In the beginning of the night, Victoria started off with introducing LASER — a ‘Leonardo Art Science Evening Rendezvous’ set around the world in either TEDTalk-like settings or casual monthly lecture talks swapping back and forth between north and south campus. With a cup of Trader Joe cookies in my hand, I sat in the front row eager and unsure what to expect. From what I discovered, LASER (at UCLA for that matter) was just an open space to discuss the different intersections of art and science collaborations in whatever capacity that means to each speaker. Cristina Albu gave a research based talk utilizing other artists’ works as case studies to validate her research, whereas Isla Hansen and Tucker Marder showcased their own work and how they fit in this art / science sphere, while Christa Sommerer and Laurent Mignonneau discussed the institution of Linz University of Arts. Each creator gave their own talk but with very different entry points, all enveloped in this general discussion of art and science.
My main take-aways from this talk was two things: 1) biofeedback in art is not a new concept and its rise is telling of humans as a technology-oriented society, and 2) art can be fun and having fun doesn’t devalue its contribution.
Biofeedback in Art
Last year in a Virtual Reality class with Jesse Fleming, I was the only student who played with pulse sensors to interact with the user in a VR headset. Viewers essentially went through a galactic journey in space while the planets and starts pulsed at the same heart rate in real time. Naively, I believed I was doing something new — something really bold even if it veered towards tech demo than art piece. However, Cristina Albu brought a whole new perspective.
Albu said, “The first biofeedback was with music.”
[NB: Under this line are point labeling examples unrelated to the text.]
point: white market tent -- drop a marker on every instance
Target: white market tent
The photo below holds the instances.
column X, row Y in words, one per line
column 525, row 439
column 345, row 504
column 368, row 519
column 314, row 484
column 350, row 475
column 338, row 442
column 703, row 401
She gave examples such as Alex Hay who used muscular tension and breathing to produce sound, David Rosenboom who used alpha brain waves to turn on lights, and Nina Sobell who created brainwave drawings with participants. These explorations with the data produced from our bodies has been happening for years and I believe it has something to do with our modern obsession with users as content producers. As we have developments such as social media where the use of their technology is to create and produce content within that technology, we find ourselves more interested in how that kind of production can be mimicked with our body’s data creation.
Art can be Fun
In my notes, I wrote “ISLA” and “TUCKER” in all caps with two arrows pointing to these names with “SILLY PEOPLE” and two smiley faces. Isla’s work had a constant state of juxtaposition, with these inane ideas and their grounded contexts (ie. the onion factory with the onion chopping goggles to force tears, while having this really in-depth discussion on agricultural production, Hollywood, and our body responses). Tucker started his talk with a 3 minute video clip of a cardboard box club for scallops and clams in the ocean, without a single word of introduction. And they were hilarious. And they were profound. I find that as a young artist, I feel the need to prove my skill with a seriousness or eloquence to show that I’m a critical thinker. Yet, the reality is, Isla and Tucker engaged with much deeper topics and narratives that put into question our ecosystems and societies more directly with humor. Even with Isla’s modifiedpowerwheels.com, I thought to myself how people had already been doing this work for years and they never put it in a gallery space; but at the same time, Isla’s way of engaging with the very same forum made it a sculpture than a father’s hobby. Also, Tucker simply dyed a lake green to question reactions — changing the dynamic from an event that could be a joke to a social exploration. Crista and Laurent even had participants cradle pumpkins like children in order to send body pulses across various users.